近年、高度なスパイウェアの台頭がデジタルプライバシーとセキュリティにおける大きな懸念となっています。イスラエルのNSO社が開発したスパイウェア「ペガサス」は、ジャーナリストや企業経営者、政府関係者などの重要人物を対象とした攻撃で世界的に注目を集めています。しかし、iVerify社の最新調査によると、この脅威はもはや有名人や高い地位にある人々だけの問題ではなく、一般のスマートフォン利用者にも広がっている可能性が示されています。
スパイウェア感染率に関する懸念
iVerifyの報告によれば、1,000台中2.5台のスマートフォンでスパイウェア感染が確認されました。
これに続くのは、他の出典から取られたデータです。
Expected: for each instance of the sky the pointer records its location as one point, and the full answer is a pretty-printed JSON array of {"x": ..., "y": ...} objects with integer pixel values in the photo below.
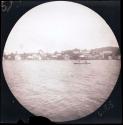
[{"x": 57, "y": 26}]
この感染率は過去の研究と比較しても非常に高いとされています。この2,500台の感染デバイスの多くは、従来は「標的」とみなされない一般ユーザーのものである可能性があるといいます。
感染のタイムラインは複雑で、2023年後半のiOS 16.6、2022年11月のiOS 15、さらには2021年と2022年に使用されていたiOS 14および15にも感染が確認されています。さらに、AndroidとiOSの両プラットフォームで5種類のマルウェアが検出され、診断データやクラッシュログ、シャットダウンログを通じてその痕跡が確認されました。
スパイウェアの脅威の変化
この調査結果は、スパイウェアがこれまで考えられていたような特定のエリート層だけを狙うものではなくなりつつあることを示しています。iVerifyは、この感染率は一見すると小規模に思えるかもしれませんが、「モバイルセキュリティにとって重大な警告」であり、スパイウェアツールの利用可能性が広がっている兆候だと指摘しています。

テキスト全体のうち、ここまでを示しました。